Fix KubeClientCertificateExpiration alerts

kubernetes-monitoring / kubernetes-mixin

A set of Grafana dashboards and Prometheus alerts for Kubernetes.

Apache License 2.0

2.12k stars 597 forks source link

Fix KubeClientCertificateExpiration alerts #941

Closed 7840vz closed 2 weeks ago

7840vz commented 5 months ago

1) Fix aggregation for on(job) to become (job, cluster, instance). Otherwise, It would be enough to have just single instance with certificate expiration problem, and it would set all apiservers to 'firing' (false positive!).

2) Also, change aggregation by (le) to without(service,endpoint...), dropping only useless labels, but keeping external labels (like environment etc) intact. Otherwise they get dropped.

3) Change order of metrics in expression: apiserver_client_certificate_expiration_seconds_bucket metric comes first so actual expiration date is shown as result in Grafana->Explore queries, not apiserver_client_certificate_expiration_seconds_count value (which is quite useless). This make it easier to troubleshoot.

github-actions[bot] commented 2 months ago

This PR has been automatically marked as stale because it has not had any activity in the past 30 days. The next time this stale check runs, the stale label will be removed if there is new activity. The issue will be closed in 7 days if there is no new activity. Thank you for your contributions!

skl commented 2 months ago

commenting to keep this open a little longer, looks like a genuine issue

skl commented 4 weeks ago

@7840vz would you have a moment to address the conflicts?

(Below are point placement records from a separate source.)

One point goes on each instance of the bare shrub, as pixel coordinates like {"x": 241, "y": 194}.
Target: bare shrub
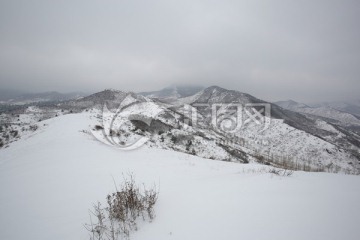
{"x": 124, "y": 208}
{"x": 281, "y": 172}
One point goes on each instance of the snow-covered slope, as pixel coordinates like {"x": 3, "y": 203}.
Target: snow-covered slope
{"x": 50, "y": 180}
{"x": 322, "y": 111}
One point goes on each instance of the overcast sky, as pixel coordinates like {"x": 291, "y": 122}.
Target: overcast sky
{"x": 303, "y": 50}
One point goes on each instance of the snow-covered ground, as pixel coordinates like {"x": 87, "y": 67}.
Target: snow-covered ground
{"x": 50, "y": 180}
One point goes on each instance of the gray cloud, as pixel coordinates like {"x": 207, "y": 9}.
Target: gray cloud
{"x": 304, "y": 50}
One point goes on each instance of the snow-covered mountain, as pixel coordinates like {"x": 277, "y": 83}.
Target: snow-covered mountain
{"x": 352, "y": 107}
{"x": 28, "y": 98}
{"x": 173, "y": 92}
{"x": 291, "y": 139}
{"x": 50, "y": 179}
{"x": 324, "y": 111}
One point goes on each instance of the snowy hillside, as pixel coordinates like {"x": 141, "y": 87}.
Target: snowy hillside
{"x": 291, "y": 140}
{"x": 50, "y": 180}
{"x": 322, "y": 111}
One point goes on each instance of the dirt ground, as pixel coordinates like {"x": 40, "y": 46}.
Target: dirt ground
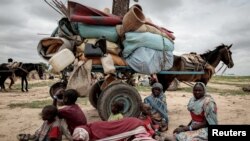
{"x": 231, "y": 110}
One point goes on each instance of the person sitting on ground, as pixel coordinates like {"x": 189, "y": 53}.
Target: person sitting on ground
{"x": 116, "y": 109}
{"x": 203, "y": 110}
{"x": 72, "y": 113}
{"x": 52, "y": 128}
{"x": 145, "y": 116}
{"x": 157, "y": 101}
{"x": 126, "y": 128}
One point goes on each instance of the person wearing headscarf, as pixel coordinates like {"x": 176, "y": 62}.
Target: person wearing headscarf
{"x": 203, "y": 110}
{"x": 157, "y": 101}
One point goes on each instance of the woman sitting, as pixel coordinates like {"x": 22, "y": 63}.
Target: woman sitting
{"x": 203, "y": 110}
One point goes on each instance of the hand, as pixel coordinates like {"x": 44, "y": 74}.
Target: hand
{"x": 180, "y": 129}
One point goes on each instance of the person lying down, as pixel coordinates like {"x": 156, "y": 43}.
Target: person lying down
{"x": 128, "y": 128}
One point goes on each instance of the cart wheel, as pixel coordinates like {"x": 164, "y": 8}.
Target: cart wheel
{"x": 122, "y": 92}
{"x": 57, "y": 87}
{"x": 174, "y": 85}
{"x": 95, "y": 92}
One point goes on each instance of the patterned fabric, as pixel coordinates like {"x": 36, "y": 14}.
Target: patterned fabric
{"x": 204, "y": 107}
{"x": 158, "y": 104}
{"x": 52, "y": 130}
{"x": 115, "y": 117}
{"x": 73, "y": 115}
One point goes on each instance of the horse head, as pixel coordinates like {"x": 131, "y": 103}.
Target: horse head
{"x": 226, "y": 55}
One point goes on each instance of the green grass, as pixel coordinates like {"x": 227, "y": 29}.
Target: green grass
{"x": 33, "y": 104}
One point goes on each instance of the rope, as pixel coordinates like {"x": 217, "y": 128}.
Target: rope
{"x": 188, "y": 83}
{"x": 220, "y": 67}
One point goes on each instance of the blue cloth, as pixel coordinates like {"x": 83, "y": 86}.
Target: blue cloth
{"x": 134, "y": 40}
{"x": 94, "y": 31}
{"x": 149, "y": 61}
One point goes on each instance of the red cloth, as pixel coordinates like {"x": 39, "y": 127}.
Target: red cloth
{"x": 102, "y": 129}
{"x": 54, "y": 133}
{"x": 73, "y": 115}
{"x": 198, "y": 118}
{"x": 92, "y": 16}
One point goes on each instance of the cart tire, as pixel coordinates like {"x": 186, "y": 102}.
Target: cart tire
{"x": 174, "y": 85}
{"x": 56, "y": 87}
{"x": 94, "y": 93}
{"x": 122, "y": 92}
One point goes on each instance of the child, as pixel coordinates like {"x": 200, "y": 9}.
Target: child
{"x": 52, "y": 128}
{"x": 145, "y": 116}
{"x": 117, "y": 108}
{"x": 72, "y": 113}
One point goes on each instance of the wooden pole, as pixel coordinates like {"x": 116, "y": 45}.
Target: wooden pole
{"x": 120, "y": 7}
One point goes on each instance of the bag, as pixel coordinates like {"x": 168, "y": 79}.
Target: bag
{"x": 97, "y": 50}
{"x": 92, "y": 51}
{"x": 80, "y": 78}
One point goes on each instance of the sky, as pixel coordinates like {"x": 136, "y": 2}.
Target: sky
{"x": 198, "y": 25}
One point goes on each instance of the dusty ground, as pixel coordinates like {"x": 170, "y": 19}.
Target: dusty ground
{"x": 231, "y": 110}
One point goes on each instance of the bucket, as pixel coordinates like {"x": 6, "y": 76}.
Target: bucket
{"x": 133, "y": 19}
{"x": 61, "y": 60}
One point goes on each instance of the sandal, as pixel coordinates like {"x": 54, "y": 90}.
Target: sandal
{"x": 24, "y": 137}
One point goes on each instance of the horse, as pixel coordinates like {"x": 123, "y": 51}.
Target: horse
{"x": 23, "y": 71}
{"x": 211, "y": 59}
{"x": 4, "y": 74}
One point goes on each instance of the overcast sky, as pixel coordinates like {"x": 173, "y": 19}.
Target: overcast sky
{"x": 199, "y": 25}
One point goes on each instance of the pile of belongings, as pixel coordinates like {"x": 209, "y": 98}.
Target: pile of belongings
{"x": 87, "y": 36}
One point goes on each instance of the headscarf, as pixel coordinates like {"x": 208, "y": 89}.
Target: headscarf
{"x": 206, "y": 104}
{"x": 80, "y": 134}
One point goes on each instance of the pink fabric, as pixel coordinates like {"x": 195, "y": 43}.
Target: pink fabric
{"x": 73, "y": 116}
{"x": 92, "y": 16}
{"x": 103, "y": 129}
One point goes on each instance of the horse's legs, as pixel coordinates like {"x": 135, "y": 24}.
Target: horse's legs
{"x": 26, "y": 82}
{"x": 22, "y": 84}
{"x": 11, "y": 82}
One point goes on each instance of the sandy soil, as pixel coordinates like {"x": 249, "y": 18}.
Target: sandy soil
{"x": 231, "y": 110}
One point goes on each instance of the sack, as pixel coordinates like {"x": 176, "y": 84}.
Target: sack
{"x": 101, "y": 43}
{"x": 97, "y": 50}
{"x": 92, "y": 51}
{"x": 80, "y": 79}
{"x": 108, "y": 64}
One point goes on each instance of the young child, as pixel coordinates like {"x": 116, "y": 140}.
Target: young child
{"x": 117, "y": 108}
{"x": 71, "y": 112}
{"x": 52, "y": 128}
{"x": 145, "y": 116}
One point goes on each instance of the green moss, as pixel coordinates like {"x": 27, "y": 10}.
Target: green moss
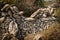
{"x": 57, "y": 12}
{"x": 9, "y": 1}
{"x": 52, "y": 33}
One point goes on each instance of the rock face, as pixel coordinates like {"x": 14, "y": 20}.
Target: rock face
{"x": 19, "y": 26}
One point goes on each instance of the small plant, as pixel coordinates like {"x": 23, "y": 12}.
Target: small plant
{"x": 13, "y": 2}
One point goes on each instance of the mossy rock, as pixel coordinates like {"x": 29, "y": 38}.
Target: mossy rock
{"x": 57, "y": 12}
{"x": 52, "y": 33}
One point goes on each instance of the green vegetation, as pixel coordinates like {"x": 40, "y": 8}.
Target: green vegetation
{"x": 13, "y": 2}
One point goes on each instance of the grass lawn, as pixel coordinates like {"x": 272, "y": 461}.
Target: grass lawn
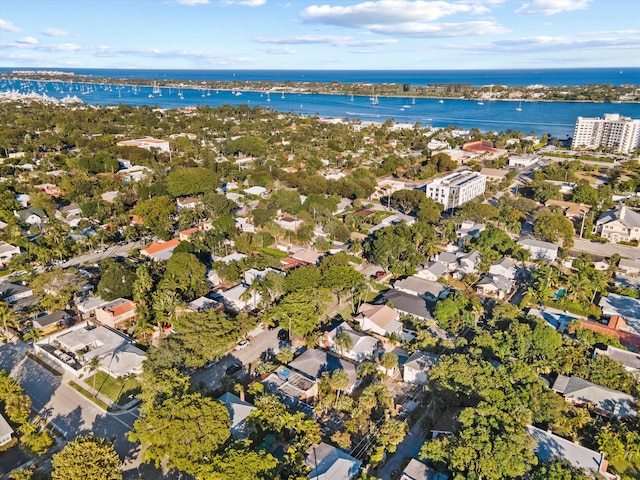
{"x": 116, "y": 389}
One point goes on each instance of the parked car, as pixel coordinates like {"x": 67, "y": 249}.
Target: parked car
{"x": 234, "y": 368}
{"x": 283, "y": 335}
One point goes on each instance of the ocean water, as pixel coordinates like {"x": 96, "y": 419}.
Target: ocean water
{"x": 512, "y": 78}
{"x": 554, "y": 118}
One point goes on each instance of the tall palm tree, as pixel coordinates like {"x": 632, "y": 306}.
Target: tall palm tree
{"x": 8, "y": 317}
{"x": 343, "y": 342}
{"x": 93, "y": 366}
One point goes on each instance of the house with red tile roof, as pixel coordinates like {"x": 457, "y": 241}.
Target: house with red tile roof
{"x": 116, "y": 313}
{"x": 160, "y": 250}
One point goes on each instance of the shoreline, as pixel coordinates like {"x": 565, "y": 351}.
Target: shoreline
{"x": 275, "y": 88}
{"x": 590, "y": 93}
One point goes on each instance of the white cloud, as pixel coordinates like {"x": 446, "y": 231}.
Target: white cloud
{"x": 542, "y": 43}
{"x": 248, "y": 3}
{"x": 551, "y": 7}
{"x": 335, "y": 40}
{"x": 27, "y": 41}
{"x": 278, "y": 50}
{"x": 387, "y": 12}
{"x": 55, "y": 32}
{"x": 193, "y": 2}
{"x": 8, "y": 26}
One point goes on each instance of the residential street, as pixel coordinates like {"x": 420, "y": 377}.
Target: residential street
{"x": 606, "y": 249}
{"x": 115, "y": 251}
{"x": 71, "y": 413}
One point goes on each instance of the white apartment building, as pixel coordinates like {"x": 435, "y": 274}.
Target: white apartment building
{"x": 456, "y": 188}
{"x": 614, "y": 130}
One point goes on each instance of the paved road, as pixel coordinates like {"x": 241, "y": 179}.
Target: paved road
{"x": 71, "y": 413}
{"x": 409, "y": 447}
{"x": 606, "y": 249}
{"x": 94, "y": 257}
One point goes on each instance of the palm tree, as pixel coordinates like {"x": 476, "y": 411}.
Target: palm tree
{"x": 339, "y": 380}
{"x": 8, "y": 317}
{"x": 33, "y": 334}
{"x": 93, "y": 366}
{"x": 343, "y": 342}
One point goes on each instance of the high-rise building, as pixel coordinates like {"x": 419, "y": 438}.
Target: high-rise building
{"x": 613, "y": 131}
{"x": 456, "y": 188}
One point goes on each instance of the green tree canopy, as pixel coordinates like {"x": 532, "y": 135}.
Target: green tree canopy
{"x": 87, "y": 457}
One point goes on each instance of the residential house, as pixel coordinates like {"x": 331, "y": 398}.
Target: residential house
{"x": 416, "y": 470}
{"x": 310, "y": 257}
{"x": 13, "y": 292}
{"x": 257, "y": 191}
{"x": 605, "y": 400}
{"x": 240, "y": 298}
{"x": 7, "y": 252}
{"x": 118, "y": 356}
{"x": 239, "y": 410}
{"x": 188, "y": 202}
{"x": 5, "y": 431}
{"x": 244, "y": 225}
{"x": 394, "y": 219}
{"x": 571, "y": 210}
{"x": 49, "y": 189}
{"x": 160, "y": 250}
{"x": 540, "y": 250}
{"x": 494, "y": 286}
{"x": 51, "y": 322}
{"x": 468, "y": 229}
{"x": 505, "y": 267}
{"x": 629, "y": 360}
{"x": 32, "y": 216}
{"x": 619, "y": 225}
{"x": 116, "y": 313}
{"x": 89, "y": 305}
{"x": 407, "y": 304}
{"x": 549, "y": 446}
{"x": 288, "y": 222}
{"x": 629, "y": 266}
{"x": 202, "y": 304}
{"x": 362, "y": 346}
{"x": 427, "y": 289}
{"x": 148, "y": 143}
{"x": 432, "y": 270}
{"x": 416, "y": 368}
{"x": 614, "y": 305}
{"x": 379, "y": 319}
{"x": 330, "y": 463}
{"x": 314, "y": 362}
{"x": 523, "y": 161}
{"x": 290, "y": 384}
{"x": 494, "y": 174}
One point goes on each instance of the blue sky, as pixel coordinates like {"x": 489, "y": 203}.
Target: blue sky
{"x": 329, "y": 34}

7840vz commented 3 weeks ago

resolved conflicts

7840vz commented 3 weeks ago

could you check this one as well pls? https://github.com/kubernetes-monitoring/kubernetes-mixin/pull/942

lorenzofelletti commented 3 weeks ago

It would be nice to have also the cluster indicated in the alert description (here, and here):

description: 'A client certificate used to authenticate to kubernetes apiserver is expiring in less than %s on cluster {{ $labels.%s }}.' % [(utils.humanizeSeconds($._config.certExpirationWarningSeconds)), $._config.clusterLabel],

skl commented 2 weeks ago

@lorenzofelletti Having the cluster labels in the description is definitely desirable but not everyone has the cluster label, so might need some logic in the descriptions to check if they have multiCluster enabled or not (I think some alerts do this iirc). I think that can be addressed as a separate issue as there's probably a whole bunch of alerts that would benefit from that.